Administrators’ decisions are influenced by internal and external factors. Important external factors include federal, state, and local policies; regulations; required mechanisms; and events. Internal factors can range from the mundane, such as availability of space, to the philosophical, such as decision-makers’ values, attitudes, and beliefs.
To examine the impact of internal and external factors on adult literacy program services, researchers at Rutgers University are conducting the Policy and Program Administration (PAPA) research project. PAPA is seeking answers to the following questions:
1. What are the major inputs to decisions about service delivery at the program level?
2. How do those inputs influence decisions about service delivery?
3. What are the consequences for service delivery?
The unit for analysis for the study is the adult literacy education program. A program is defined as an organizational unit that enrolls students, conducts adult literacy education instruction, hires and supervises teachers, and fulfills grant-reporting requirements. A total of six programs were selected to participate, from six different states. The states were identified in consultation with a six-member panel of advisors of experts in the field of adult literacy. Three states were selected from those that had significantly transformed their policies within the last three years and three from states in which policy had been relatively stable for the last several years. To maximize the variability among the programs, the programs we selected were different from each other in size and type (affiliated with public schools, community-based agency, or community college).
The data were collected from two or three administrators, each with at least three years in their positions, per program.
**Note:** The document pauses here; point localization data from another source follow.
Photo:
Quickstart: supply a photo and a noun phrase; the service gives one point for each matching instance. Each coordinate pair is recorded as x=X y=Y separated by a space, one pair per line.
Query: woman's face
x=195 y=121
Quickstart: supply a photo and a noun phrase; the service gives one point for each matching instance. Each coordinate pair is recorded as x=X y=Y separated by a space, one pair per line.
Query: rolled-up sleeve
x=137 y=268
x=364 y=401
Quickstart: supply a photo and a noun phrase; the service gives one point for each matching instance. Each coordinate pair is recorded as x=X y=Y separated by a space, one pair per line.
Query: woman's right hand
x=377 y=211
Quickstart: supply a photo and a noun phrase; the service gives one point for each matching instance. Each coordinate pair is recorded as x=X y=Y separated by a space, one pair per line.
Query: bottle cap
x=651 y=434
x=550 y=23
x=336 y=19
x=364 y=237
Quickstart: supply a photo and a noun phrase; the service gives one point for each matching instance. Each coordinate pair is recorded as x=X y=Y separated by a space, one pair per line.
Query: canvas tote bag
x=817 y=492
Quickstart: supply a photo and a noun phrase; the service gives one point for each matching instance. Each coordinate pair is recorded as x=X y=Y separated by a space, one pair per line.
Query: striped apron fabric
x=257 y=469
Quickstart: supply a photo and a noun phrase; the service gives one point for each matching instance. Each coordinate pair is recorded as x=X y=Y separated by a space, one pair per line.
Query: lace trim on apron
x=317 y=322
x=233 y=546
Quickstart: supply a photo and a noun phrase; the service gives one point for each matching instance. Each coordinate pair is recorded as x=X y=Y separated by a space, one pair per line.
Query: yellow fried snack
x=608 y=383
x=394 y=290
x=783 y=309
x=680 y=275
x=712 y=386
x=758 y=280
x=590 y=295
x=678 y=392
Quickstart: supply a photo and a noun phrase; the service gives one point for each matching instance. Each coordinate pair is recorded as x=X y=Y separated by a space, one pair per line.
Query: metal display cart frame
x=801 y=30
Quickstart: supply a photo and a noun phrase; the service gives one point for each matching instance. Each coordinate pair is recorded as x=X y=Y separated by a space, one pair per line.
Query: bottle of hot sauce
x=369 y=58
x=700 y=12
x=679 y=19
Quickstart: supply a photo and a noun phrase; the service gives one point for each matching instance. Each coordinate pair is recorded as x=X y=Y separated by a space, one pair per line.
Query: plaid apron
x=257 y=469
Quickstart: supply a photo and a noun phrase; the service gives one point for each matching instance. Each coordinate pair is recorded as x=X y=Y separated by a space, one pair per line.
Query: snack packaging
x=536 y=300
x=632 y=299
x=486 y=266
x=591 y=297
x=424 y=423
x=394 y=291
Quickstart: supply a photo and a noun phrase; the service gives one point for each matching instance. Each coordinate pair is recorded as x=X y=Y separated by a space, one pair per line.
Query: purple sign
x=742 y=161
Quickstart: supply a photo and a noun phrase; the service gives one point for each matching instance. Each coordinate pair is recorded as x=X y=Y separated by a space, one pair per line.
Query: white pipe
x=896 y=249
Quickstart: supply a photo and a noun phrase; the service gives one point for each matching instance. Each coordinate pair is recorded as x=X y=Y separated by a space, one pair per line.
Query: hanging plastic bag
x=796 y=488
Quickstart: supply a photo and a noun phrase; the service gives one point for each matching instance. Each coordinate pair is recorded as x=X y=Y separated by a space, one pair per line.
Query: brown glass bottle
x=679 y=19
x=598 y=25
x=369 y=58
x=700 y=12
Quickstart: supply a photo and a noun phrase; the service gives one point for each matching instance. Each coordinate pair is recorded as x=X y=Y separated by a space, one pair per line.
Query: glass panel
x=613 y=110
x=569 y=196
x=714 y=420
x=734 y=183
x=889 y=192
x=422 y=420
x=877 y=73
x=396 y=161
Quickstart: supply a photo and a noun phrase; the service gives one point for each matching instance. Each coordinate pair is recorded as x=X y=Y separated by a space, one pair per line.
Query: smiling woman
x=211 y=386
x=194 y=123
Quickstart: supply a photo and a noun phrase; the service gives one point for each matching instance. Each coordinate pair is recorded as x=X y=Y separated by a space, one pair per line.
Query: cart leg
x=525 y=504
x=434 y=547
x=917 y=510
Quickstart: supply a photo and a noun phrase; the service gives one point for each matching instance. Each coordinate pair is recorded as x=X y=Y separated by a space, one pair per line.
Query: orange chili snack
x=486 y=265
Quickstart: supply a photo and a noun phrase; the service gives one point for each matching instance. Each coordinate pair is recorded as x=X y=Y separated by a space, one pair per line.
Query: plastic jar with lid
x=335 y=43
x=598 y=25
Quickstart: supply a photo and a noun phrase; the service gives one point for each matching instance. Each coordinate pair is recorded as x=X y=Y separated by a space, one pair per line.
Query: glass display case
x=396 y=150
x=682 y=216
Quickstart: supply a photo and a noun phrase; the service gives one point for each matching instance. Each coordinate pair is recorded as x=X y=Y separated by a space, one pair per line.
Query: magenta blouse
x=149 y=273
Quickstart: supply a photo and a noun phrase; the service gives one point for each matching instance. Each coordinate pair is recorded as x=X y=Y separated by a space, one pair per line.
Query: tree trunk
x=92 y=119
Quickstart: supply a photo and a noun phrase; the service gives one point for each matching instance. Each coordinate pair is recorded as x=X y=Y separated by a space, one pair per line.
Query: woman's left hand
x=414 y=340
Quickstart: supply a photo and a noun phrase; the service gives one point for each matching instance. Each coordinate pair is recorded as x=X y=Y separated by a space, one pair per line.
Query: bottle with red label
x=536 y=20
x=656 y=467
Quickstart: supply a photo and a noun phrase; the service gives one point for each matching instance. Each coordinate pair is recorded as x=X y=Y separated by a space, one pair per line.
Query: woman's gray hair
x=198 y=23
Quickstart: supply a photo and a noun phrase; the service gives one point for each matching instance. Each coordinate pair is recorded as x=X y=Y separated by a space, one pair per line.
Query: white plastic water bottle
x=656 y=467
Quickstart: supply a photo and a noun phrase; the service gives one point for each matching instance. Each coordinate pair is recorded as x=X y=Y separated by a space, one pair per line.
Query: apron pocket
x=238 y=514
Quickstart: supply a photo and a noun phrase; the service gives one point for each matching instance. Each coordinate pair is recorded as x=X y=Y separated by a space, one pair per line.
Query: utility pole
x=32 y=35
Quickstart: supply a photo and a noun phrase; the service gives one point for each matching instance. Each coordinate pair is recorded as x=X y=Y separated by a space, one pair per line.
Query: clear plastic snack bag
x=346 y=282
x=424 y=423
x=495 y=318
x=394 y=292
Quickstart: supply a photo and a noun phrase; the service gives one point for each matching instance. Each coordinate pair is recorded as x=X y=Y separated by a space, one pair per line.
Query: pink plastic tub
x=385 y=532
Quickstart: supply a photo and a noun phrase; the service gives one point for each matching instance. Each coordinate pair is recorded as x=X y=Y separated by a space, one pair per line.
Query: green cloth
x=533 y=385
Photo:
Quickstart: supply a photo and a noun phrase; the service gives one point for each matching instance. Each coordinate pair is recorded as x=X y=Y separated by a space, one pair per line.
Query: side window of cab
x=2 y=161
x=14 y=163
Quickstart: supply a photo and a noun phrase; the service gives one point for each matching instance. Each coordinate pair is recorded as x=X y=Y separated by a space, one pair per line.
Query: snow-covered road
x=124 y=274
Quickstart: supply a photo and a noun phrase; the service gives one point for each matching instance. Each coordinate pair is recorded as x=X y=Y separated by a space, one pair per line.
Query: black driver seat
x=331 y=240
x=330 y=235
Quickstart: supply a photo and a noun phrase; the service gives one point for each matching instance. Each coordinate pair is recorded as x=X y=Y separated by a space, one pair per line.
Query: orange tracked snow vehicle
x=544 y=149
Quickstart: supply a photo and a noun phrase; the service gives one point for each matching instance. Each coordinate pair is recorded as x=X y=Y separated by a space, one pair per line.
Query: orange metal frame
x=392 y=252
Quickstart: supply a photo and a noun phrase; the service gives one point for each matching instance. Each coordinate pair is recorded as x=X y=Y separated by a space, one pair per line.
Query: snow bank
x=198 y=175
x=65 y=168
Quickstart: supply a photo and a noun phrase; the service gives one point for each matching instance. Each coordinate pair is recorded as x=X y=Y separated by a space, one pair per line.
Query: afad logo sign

All our data were collected via telephone and onsite interviews; we used a semi structured interview guide as our primary protocol. After acquiring background information, we asked the program administrators to think of five critical incidents that have happened in the past five years that have affected, or could have affected, how they provided services to learners. These could have been one-time events, such as a funding crisis, or recurring events, such as the issuance of requests for proposals for grant funding. We continued to ask probing questions until each critical incident was fully described to our satisfaction. We also asked questions about specific federal, state, and local policies.
As of the writing of the article, data will be collected for another month. The data analysis phase of PAPA has yet to take place. We expect to publish a report on the NCSALL Web site in the fall of 2006 (http://www.ncsall.net).
About the Author
Patsy Medina is an assistant professor at Buffalo State College, where she teachers graduate courses in adult education and literacy. Prior to that, she worked at Rutgers University, from which she received her doctoral degree and was a member of the research team on research projects sponsored by NCSALL. She spent 14 years as an adult literacy practitioner in a community-based literacy organization in the South Bronx, New York.